OfflineTestsFactory
Create test configs and execute offline test runs.
Create test configs and execute offline test runs.
Access this via client.offline_tests -- you don't instantiate it
directly. A test config pairs a dataset with a set of platform
judges; a test run evaluates one dataset version with pinned judge
versions and stores per-example results.
Create a config and run it:
config = client.offline_tests.create_config(
name="nightly-regression",
dataset="golden-set",
judges=["helpfulness", "faithfulness"],
)
result = client.offline_tests.run(test_config="nightly-regression")
print(result.ui_results_url)Agent testing with a pass condition:
def my_agent(input: str) -> str:
return agent.invoke(input)
result = client.offline_tests.run(
test_config="nightly-regression",
agent_function=my_agent,
pass_condition_fn=lambda fields, scorers: all(
s.value != "No" for s in scorers
),
assert_test=True,
)__init__()
def __init__(client, project_id, project_name):Parameters
client
required:JudgmentSyncClient
project_id
required:Optional[str]
project_name
required:str
create_config()
Create a test config binding a dataset to a set of judges.
JudgmentValidationError: If a judge does not exist or is incompatible with the dataset schema.
def create_config(name, dataset, judges, description=None) -> typing.Optional:Parameters
name
required:str
Name for the test config.
dataset
required:str
Dataset name or dataset ID.
judges
required:List[Union[str, Dict[str, str]]]
Judges to attach -- judge names (strings) or dicts
with a judge_id or name key.
description
:Optional[str]
Optional human-readable description.
None
Returns
typing.Optional - The created TestConfig, or None if the project is not
resolved.
get_config()
Fetch a test config by ID or name.
def get_config(test_config) -> typing.Optional:Parameters
test_config
required:str
Test config ID (UUID) or name.
Returns
typing.Optional - The TestConfig, or None if the project is not resolved or
no config matches.
list_configs()
List test configs in the project.
def list_configs(dataset_id=None) -> typing.Optional:Parameters
dataset_id
:Optional[str]
Optionally filter to configs for one dataset.
None
Returns
typing.Optional - A list of TestConfig objects, or None if the project is
not resolved.
delete_config()
Delete a test config by ID.
def delete_config(test_config_id) -> bool:Parameters
test_config_id
required:str
Returns
bool - True if the config was deleted, False if the project is not
resolved.
run()
Run an offline test for a test config.
Fetches the dataset version's examples, optionally calls your
agent entrypoint once per example (each call producing an offline
trace), then creates the test run with the agent traces attached
so server-side judges evaluate with the agent's trace in context.
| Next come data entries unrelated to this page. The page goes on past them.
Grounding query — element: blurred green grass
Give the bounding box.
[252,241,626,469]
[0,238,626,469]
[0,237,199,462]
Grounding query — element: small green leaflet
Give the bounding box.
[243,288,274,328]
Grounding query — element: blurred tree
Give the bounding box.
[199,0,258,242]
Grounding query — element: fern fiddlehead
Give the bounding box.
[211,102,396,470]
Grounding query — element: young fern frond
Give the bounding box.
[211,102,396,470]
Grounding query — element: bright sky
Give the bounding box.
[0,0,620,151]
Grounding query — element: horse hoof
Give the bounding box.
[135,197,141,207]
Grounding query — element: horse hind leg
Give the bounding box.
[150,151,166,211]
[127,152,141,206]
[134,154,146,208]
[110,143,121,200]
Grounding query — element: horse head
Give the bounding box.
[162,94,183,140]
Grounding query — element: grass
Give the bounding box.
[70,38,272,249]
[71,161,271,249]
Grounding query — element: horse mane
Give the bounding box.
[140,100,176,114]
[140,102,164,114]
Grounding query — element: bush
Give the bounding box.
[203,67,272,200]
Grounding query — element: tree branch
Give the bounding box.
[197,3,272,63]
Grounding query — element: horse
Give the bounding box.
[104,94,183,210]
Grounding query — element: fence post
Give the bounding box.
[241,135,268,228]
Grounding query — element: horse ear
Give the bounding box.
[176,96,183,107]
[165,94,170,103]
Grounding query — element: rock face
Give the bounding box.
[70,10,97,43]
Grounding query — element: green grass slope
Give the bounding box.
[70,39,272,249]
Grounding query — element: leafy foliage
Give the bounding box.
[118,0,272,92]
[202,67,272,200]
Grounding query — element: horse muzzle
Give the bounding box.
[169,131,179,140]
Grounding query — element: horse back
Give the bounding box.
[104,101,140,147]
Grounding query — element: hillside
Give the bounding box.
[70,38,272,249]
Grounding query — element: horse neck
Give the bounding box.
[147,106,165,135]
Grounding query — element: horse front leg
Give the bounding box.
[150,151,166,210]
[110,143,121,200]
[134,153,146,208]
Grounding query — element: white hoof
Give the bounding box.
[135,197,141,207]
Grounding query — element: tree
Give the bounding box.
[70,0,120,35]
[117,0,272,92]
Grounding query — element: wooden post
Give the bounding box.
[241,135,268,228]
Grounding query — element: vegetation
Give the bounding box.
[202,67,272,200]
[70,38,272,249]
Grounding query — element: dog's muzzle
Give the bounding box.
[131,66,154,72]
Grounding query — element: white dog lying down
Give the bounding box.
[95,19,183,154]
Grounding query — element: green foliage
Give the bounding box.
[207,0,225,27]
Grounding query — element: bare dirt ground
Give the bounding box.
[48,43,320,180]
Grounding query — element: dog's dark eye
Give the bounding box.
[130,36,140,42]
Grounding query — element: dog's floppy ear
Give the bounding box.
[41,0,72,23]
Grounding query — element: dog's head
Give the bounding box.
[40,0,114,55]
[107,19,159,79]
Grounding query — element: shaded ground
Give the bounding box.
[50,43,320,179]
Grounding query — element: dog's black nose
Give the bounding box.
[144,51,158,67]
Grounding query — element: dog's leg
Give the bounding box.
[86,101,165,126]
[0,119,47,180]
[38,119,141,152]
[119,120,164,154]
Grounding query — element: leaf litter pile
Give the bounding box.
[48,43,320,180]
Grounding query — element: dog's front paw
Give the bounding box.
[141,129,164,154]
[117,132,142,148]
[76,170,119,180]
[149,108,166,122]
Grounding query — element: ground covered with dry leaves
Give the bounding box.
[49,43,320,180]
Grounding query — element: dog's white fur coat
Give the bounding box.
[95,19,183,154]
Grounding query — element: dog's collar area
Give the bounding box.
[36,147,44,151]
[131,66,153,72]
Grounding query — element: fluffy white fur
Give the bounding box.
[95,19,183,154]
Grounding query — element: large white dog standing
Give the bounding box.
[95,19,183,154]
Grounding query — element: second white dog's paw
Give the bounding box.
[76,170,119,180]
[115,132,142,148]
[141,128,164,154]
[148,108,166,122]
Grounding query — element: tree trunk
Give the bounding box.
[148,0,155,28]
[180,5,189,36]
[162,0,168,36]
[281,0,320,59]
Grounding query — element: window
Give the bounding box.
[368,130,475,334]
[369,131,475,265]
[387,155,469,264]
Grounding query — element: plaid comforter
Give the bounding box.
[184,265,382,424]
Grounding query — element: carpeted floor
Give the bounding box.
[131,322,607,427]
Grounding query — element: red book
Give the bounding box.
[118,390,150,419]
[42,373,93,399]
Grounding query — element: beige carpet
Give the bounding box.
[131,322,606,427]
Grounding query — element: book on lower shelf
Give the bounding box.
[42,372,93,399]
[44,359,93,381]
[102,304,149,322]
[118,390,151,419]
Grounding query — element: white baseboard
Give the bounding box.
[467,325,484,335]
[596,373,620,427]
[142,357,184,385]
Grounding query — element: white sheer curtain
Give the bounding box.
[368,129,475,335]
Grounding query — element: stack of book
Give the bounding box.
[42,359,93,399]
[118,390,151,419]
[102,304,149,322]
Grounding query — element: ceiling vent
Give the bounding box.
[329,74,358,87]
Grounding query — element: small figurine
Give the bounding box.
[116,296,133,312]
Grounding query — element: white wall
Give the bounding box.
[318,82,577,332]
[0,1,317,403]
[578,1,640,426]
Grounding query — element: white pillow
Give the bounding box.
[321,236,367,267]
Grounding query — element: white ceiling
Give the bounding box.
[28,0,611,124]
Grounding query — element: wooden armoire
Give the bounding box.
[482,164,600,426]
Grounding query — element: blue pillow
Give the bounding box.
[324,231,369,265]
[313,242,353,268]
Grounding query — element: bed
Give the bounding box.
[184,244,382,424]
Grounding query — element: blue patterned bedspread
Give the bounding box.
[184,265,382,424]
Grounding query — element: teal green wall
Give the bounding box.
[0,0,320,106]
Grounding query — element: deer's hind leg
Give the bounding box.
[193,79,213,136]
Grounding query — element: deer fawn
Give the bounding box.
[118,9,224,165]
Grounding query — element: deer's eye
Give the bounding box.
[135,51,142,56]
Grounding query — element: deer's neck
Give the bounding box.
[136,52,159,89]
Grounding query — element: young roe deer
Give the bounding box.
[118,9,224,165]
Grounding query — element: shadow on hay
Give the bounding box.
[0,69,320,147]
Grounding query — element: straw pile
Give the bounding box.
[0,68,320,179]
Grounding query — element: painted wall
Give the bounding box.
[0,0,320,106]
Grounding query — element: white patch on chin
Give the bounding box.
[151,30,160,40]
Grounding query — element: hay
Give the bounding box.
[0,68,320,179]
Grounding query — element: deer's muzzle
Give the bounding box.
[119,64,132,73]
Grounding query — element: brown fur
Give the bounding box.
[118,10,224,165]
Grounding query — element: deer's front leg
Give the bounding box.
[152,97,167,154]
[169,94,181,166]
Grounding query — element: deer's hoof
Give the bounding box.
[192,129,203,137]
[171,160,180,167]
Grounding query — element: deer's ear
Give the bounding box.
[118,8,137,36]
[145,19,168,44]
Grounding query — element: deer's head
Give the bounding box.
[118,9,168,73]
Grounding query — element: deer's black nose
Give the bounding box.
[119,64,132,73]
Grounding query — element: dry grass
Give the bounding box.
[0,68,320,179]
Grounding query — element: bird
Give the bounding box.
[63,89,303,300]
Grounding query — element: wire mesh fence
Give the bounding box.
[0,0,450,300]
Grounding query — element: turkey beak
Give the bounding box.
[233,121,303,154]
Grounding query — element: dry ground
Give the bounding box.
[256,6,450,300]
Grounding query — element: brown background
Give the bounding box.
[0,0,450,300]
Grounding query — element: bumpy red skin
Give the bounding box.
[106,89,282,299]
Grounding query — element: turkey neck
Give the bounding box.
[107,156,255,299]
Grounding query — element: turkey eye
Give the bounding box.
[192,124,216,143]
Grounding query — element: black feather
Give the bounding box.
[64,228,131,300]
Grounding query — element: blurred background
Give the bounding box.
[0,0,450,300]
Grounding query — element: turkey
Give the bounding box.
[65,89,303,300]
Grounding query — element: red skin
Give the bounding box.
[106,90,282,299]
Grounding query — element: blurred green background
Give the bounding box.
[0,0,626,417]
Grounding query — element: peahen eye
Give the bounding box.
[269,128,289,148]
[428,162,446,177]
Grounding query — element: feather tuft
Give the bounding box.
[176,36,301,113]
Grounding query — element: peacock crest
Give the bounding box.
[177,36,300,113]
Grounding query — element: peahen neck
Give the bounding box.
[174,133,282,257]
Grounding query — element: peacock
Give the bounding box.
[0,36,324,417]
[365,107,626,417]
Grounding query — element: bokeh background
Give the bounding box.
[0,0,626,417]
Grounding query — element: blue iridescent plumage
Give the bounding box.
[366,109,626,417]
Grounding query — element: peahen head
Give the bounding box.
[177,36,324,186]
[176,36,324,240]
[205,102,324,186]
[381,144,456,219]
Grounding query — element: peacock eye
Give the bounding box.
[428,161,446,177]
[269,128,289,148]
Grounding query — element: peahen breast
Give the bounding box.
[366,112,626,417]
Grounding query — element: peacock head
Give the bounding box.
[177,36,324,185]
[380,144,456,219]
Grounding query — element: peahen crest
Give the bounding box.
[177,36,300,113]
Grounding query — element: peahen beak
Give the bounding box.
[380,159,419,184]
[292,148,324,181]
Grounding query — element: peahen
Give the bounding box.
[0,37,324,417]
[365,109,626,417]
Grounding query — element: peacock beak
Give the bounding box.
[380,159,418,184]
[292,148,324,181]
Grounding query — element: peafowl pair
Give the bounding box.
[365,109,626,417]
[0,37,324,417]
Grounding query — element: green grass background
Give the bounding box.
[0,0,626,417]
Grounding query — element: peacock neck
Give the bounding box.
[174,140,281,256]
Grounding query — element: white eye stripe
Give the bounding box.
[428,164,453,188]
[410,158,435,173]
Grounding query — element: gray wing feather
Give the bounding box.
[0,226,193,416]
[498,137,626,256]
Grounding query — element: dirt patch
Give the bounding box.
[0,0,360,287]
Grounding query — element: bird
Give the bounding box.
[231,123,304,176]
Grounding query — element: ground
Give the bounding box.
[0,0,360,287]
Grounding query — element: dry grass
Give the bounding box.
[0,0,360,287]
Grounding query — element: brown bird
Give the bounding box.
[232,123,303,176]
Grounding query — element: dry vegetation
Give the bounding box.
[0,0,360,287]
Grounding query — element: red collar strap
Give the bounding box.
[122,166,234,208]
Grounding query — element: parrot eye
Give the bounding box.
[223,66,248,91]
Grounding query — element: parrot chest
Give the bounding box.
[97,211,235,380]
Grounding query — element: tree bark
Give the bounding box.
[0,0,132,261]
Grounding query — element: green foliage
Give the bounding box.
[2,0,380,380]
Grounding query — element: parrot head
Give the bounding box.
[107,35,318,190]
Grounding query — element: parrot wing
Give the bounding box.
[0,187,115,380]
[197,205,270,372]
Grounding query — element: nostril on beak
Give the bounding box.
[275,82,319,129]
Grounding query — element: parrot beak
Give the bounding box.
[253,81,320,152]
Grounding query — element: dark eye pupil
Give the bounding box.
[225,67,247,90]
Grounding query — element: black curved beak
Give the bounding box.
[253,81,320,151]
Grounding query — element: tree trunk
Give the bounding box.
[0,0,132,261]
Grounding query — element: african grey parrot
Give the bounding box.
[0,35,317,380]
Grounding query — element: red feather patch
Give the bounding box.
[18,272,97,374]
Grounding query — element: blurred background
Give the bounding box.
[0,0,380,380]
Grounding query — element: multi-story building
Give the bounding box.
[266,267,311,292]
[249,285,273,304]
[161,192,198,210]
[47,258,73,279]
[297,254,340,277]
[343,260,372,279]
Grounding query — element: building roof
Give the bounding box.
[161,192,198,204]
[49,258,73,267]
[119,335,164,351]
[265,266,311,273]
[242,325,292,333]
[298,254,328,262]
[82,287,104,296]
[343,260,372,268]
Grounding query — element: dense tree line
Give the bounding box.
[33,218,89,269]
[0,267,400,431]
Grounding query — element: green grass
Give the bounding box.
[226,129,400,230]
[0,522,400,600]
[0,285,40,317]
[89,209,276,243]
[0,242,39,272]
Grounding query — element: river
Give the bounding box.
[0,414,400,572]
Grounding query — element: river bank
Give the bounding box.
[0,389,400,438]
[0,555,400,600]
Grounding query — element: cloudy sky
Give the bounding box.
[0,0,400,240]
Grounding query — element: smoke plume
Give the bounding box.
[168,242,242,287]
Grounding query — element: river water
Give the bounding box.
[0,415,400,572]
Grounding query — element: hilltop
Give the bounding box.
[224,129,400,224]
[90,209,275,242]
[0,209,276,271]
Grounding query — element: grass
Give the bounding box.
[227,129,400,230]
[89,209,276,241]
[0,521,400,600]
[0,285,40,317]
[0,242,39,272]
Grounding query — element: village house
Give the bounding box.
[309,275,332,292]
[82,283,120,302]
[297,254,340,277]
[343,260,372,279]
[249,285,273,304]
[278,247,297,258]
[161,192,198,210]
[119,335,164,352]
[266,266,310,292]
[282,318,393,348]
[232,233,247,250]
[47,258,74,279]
Waits for results and, when pass_condition_fn is given, PATCHes
each row's pass/fail outcome onto the run's stored results.
Without agent_function, no agent is run: the judges score each
example's existing trace -- the dataset's trace-typed column (or the
example's offline_trace_id). With agent_function, the agent is
run once per example and the judges score the agent's trace instead.
ValueError: If assert_test is set without pass_condition_fn,
or if dataset_version does not match any version of the
config's dataset.
TypeError: If the agent entrypoint cannot accept an example's
fields.
JudgmentValidationError: If the server rejects the run (e.g.
unknown judge version, empty dataset).
JudgmentTestError: If assert_test is set and any row fails.
TimeoutError: If results are not ready within timeout_seconds.
def run(test_config, agent_function=None, judge_versions=None, dataset_version=None, pass_condition_fn=None, assert_test=False, timeout_seconds=600, run_name=None, field_mapping=None) -> typing.Optional:Parameters
test_config
required:Union[str, TestConfig]
Test config name, ID, or TestConfig object.
agent_function
:Optional[AgentFunction]
Optional agent entrypoint. Called once per
dataset example with the example's data fields as
same-named keyword arguments; a signature mismatch raises
TypeError. Each call is wrapped in an OfflineTracer
and its offline trace is attributed to the result row.
The agent runs before the test run is created; the
collected traces are attached at creation so judges see
them in context. When omitted, the judges score each
example's existing trace instead.
None
judge_versions
:Optional[List[JudgeVersionPin]]
Optional version pins, e.g.
[{"name": "helpfulness", "tag": "prod"}] or
[{"name": "helpfulness", "version": "1.2"}]. Judges not
listed default to their prod tag (else latest). Pinning
two versions of the same judge runs both (results are
attributed per version).
None
dataset_version
:Optional[int | str]
Dataset version to evaluate -- a version number (int) or version ID (str). Defaults to the latest version.
None
pass_condition_fn
:Optional[PassConditionFn]
Optional callable
(data_fields, scorer_data_list) -> bool evaluated per
example row; the outcome is stored as the row's success.
Each scorer's reason and string value arrive truncated
to 128 characters server-side, so conditions should key
off scores/prefixes rather than full reason text.
None
assert_test
:bool
Raise JudgmentTestError unless every row passes
its pass condition. Requires pass_condition_fn.
False
timeout_seconds
:int
Maximum seconds to wait for judge results.
600
run_name
:Optional[str]
Optional display name for this run. Defaults to an auto-generated name server-side when omitted.
None
field_mapping
:Optional[Dict[str, str]]
Optional map from an agent parameter name to the
dataset field it should read, for when a parameter is named
differently from its field (e.g. parameter input reading
field question). Unmapped parameters fall back to the field
of the same name. Example fields the agent does not declare are
ignored.
None
Returns
typing.Optional - An OfflineTestResult, or None if the project is not
resolved or the config cannot be found.
_is_uuid()
def _is_uuid(value) -> bool:Parameters
value
required:str
Returns
bool